Ладно, встаю. Шесть пятнадцать. Лира тут же поднимается со своего места у печки, подходит к входной двери и ждет. Она поворачивает голову и смотрит на меня, и не знаю, заслужил ли я столько доверия, сколько в этом взгляде.
Хотя, возможно, здесь речь не о том, заслуженно или нет, оно просто – есть, это доверие, независимо от того, кто ты и что ты сделал, и оно не ложится ни в ту, ни в эту чашу весов. Вот это было бы здорово! Good dog, Лира, думаю я, very good dog. Я открываю ей дверь, выпускаю ее в прихожую и оттуда на крыльцо. Зажигаю из дома наружную лампочку, выхожу следом за Лирой, оглядываюсь. Лира прямиком сигает в снег, он лежит большими подсвеченными желтым светом сугробами везде, где их оставил Ослиен, прекрасно почистивший остальной двор большим кругом, пройдя в нескольких сантиметрах от моей машины и пару раз толкнув березовый комель скребком, потому что он, видимо, все время оказывался поперек дороги, но в конце концов определив его лежать сбоку, где он теперь и ждет дальнейшей транспортировки, очень удобно. Ослиен расчистил даже маленькую дорожку вдоль дома, по которой я обычно обхожу его, чтобы пустить струю возле опушки, если мне не хочется излишне переполнять мой мелкий уличный сортир. Интересно, это предложение впредь ставить машину туда, чтобы она не мешала разворачиваться трактору, или у него самого удобства на улице?

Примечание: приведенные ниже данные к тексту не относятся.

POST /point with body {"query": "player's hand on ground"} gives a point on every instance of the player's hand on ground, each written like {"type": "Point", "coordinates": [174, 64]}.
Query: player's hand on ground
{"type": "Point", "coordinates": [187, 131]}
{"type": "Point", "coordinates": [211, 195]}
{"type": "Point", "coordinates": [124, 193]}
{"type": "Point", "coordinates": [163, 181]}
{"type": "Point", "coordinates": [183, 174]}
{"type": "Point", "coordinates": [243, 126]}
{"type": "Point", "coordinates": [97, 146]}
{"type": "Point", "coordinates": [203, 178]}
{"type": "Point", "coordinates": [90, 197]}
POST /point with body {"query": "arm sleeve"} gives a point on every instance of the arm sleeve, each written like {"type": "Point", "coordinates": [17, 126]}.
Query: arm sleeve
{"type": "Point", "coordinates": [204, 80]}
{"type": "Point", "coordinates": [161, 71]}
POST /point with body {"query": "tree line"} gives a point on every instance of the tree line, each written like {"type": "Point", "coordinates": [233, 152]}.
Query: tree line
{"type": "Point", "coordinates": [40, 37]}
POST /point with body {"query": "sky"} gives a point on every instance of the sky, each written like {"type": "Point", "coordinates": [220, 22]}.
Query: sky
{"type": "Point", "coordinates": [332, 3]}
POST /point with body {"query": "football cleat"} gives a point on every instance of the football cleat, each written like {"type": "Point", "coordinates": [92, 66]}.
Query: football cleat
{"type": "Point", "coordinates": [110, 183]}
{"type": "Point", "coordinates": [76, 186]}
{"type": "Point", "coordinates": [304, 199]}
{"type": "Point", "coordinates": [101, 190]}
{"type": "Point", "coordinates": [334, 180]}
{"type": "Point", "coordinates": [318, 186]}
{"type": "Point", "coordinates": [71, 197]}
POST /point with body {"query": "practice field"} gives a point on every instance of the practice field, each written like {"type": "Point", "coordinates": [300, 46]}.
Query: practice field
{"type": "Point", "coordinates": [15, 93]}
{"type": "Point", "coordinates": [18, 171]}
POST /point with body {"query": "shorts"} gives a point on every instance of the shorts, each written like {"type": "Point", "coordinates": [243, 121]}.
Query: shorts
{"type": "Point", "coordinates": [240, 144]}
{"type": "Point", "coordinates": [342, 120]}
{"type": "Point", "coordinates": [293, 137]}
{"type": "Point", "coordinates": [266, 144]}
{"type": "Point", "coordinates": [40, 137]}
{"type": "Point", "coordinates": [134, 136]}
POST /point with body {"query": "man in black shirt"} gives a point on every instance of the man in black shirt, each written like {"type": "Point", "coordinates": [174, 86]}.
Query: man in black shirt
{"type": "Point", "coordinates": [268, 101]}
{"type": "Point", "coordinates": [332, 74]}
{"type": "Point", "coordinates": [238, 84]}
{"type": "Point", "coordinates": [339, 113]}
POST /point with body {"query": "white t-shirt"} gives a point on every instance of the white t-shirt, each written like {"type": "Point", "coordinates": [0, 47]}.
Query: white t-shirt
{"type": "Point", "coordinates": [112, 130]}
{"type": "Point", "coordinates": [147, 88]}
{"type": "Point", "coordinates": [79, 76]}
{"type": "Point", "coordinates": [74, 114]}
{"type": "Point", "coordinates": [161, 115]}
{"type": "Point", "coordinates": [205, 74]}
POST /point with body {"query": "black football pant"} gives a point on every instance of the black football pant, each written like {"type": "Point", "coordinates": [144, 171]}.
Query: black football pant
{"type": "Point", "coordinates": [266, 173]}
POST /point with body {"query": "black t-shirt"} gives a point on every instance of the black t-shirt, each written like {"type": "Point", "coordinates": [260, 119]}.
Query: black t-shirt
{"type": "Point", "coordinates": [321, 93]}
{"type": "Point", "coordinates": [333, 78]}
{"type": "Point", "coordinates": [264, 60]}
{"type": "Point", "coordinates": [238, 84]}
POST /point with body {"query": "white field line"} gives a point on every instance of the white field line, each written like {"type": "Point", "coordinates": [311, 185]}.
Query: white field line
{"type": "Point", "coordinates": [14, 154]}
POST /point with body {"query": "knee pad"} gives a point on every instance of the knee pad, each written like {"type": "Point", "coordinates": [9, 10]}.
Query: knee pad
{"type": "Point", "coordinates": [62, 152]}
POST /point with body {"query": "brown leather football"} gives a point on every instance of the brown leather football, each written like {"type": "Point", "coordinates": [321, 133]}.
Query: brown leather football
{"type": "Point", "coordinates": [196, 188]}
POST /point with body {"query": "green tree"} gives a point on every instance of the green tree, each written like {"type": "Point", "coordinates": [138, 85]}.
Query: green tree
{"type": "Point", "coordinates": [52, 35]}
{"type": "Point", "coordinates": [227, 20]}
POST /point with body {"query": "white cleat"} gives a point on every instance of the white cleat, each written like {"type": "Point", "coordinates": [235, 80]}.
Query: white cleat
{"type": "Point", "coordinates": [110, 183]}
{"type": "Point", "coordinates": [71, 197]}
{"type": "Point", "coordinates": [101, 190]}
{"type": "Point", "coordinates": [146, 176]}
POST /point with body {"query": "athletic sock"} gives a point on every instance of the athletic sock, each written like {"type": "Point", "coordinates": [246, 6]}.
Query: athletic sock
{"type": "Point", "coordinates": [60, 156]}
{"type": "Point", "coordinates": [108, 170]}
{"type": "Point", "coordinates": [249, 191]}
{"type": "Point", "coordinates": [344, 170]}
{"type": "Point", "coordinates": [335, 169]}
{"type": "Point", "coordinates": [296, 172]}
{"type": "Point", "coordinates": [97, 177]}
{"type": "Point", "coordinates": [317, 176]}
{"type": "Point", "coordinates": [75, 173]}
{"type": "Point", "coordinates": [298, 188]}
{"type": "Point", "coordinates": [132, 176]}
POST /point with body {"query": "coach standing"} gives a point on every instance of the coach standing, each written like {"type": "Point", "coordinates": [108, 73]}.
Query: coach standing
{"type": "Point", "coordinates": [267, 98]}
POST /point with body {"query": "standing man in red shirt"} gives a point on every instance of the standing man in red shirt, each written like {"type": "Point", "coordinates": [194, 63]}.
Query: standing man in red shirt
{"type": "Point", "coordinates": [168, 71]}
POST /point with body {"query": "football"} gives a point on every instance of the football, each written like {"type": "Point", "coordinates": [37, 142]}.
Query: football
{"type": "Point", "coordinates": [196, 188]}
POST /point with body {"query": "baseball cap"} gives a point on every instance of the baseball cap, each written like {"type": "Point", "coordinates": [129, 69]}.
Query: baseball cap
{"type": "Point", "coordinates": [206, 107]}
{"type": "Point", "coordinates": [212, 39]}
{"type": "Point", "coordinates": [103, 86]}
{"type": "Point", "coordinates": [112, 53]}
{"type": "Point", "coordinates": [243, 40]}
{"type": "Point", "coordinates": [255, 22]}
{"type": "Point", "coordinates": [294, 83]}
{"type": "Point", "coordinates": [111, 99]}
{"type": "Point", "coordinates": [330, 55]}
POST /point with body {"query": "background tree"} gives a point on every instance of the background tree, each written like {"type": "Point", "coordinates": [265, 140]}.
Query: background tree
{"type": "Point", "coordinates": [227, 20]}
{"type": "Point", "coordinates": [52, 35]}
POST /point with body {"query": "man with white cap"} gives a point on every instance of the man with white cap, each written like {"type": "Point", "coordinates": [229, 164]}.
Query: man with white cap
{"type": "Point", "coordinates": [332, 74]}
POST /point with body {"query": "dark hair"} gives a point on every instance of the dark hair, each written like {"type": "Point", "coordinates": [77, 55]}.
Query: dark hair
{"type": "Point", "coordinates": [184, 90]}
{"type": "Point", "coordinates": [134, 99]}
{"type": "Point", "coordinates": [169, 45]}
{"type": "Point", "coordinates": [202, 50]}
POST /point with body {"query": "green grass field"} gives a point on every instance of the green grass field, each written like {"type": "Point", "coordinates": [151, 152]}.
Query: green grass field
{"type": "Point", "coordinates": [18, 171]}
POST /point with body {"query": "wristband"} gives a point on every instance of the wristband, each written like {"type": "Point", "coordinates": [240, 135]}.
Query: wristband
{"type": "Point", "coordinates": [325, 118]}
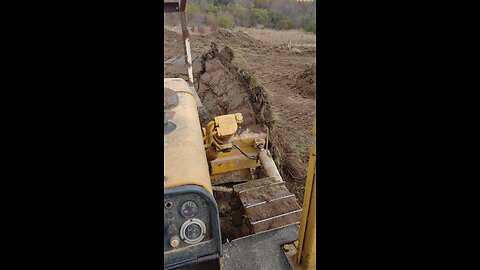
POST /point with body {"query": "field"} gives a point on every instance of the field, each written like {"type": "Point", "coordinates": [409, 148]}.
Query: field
{"type": "Point", "coordinates": [277, 67]}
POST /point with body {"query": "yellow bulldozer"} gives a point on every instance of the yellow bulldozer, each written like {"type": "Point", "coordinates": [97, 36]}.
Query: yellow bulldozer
{"type": "Point", "coordinates": [226, 205]}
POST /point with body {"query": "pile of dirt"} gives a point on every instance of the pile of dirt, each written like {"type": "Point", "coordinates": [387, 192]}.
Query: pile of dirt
{"type": "Point", "coordinates": [305, 82]}
{"type": "Point", "coordinates": [222, 87]}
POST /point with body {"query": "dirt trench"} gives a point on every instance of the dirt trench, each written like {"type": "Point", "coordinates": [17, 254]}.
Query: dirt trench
{"type": "Point", "coordinates": [225, 89]}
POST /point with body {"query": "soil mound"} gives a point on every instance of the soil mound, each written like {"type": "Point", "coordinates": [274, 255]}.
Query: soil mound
{"type": "Point", "coordinates": [305, 82]}
{"type": "Point", "coordinates": [225, 89]}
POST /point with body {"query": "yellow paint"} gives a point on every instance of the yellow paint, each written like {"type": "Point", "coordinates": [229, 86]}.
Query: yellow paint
{"type": "Point", "coordinates": [185, 162]}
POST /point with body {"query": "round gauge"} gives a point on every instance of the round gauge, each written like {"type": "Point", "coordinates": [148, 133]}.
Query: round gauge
{"type": "Point", "coordinates": [189, 209]}
{"type": "Point", "coordinates": [192, 231]}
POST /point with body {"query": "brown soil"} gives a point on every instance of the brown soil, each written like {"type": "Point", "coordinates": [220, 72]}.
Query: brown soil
{"type": "Point", "coordinates": [269, 83]}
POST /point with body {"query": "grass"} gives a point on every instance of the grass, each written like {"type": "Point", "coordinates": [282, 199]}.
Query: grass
{"type": "Point", "coordinates": [294, 37]}
{"type": "Point", "coordinates": [270, 36]}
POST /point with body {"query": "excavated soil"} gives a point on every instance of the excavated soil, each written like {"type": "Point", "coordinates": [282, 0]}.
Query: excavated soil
{"type": "Point", "coordinates": [268, 83]}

Оставив Лиру в одиночестве на дворе обнюхивать обновленный побелевший мир, я захожу в дом: пора его протопить. Сегодня никаких проблем с растопкой, и вот уже за черными чугунными дверцами бодро и уютно потрескивает огонь, и я не спешу зажигать верхний свет, чтобы в полумраке желто-красные всполохи в печке затянули стены и пол подрагивающей колеблющейся пленкой. От этого зрелища дыхание становится тише и реже, оно успокаивает меня, как оно наверняка тысячелетиями успокаивало всех людей: пусть себе волки воют, у огня мы в безопасности.
Я накрываю к завтраку, по-прежнему не зажигая света. Потом впускаю в дом Лиру, чтобы она погрелась у печки, прежде чем мы отправимся гулять вдвоем. Присаживаюсь к столу и смотрю в окно. Я уже погасил наружную лампу, так поверхности предметов сияют отчетливее, но пока еще слишком рано, и света нет, только над деревьями у воды какой-то намек на розовую каемку, неясные штрихи, как от слишком твердого карандаша, но все равно все очертания кажутся резче благодаря снегу, и небо отделилось от земли, это новшество для этой осени. Я неспешно завтракаю, больше не вспоминая своего сна, поев, убираю со стола, иду в прихожую и надеваю высокие сапоги и старую теплую куртку, шапку с ушами, варежки и шерстяной шарф, гревший мне шею лет двадцать кряду, он был мне связан еще в ту пору, когда я был одинокий недавно разведенный мужчина, и я не вспомню теперь ее имени, но помню ее руки из того времени, когда мы были с ней вместе, они не знали покоя, хотя сама она была во всех смыслах тихоня, и в тишине лишь изредка звякали спицы. Она была, на мой вкус, слишком неприметна, и отношения спокойно и незаметно выродились в ничто.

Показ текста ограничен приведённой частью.